Monument 2025-09-02 to 2025-09-05
to : Martin Holmes
Minutes: 380
Over the long weekend, we received a request (with a deadline of the end of Tuesday) to run the name confirmation checks on the PDF which will be used to carved the monument stones. Unfortunately, it turned out that in the PDF, the text names had been rendered into vector graphics instead of retained as text, which meant that there was no text to extract from the PDF, with the exception of some headings and numbers. Checked with JG about this, and he is going to try to find a pre-conversion version. In the meantime, I experimented with rendering the PDF to images and then OCRing the images, but the first attempt was quite inaccurate because of two things: pdftoppm’s default output is only 150 dpi, and Tesseract by default tends to use an English dictionary, which means that anything ambiguous gets borked because the names are romaji and do not map to English words. On Tuesday, I tried another approach, first rendering to 600dpi pngs (to avoid lossy compression), then suppressing dictionaries when running Tesseract. That was remarkably unsuccessful too; the error rate was one in every eight names.

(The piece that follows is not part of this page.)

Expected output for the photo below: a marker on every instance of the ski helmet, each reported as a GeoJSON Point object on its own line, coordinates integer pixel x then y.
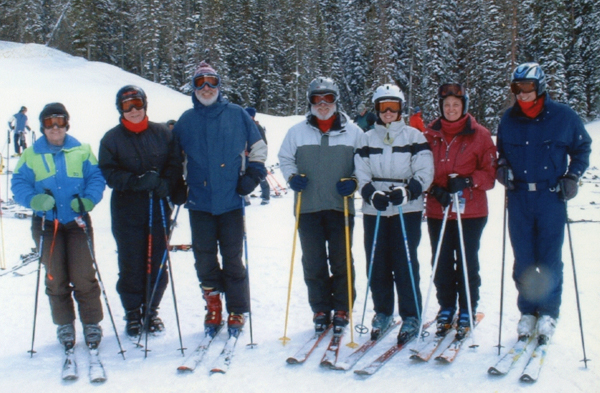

Later in the day we received a new version of the file with the text intact, so I was able to start rewriting the code to do the check; this needs substantial revision since the structure and formatting has changed considerably. By the end of the day I was about half-way there, generating good clean text output with no extraneous content, with the only bit that remains to be done being parsing out the places and namelists correctly.
Continuing work on this into Wednesday, I finally figured out all the data-cleaning mechanisms needed, and got a working tagged version of the PDF text; the comparison threw up a handful of errors, which I debugged and reported to JG.
On Friday, got a revised PDF and ran it through the check; no problems were found.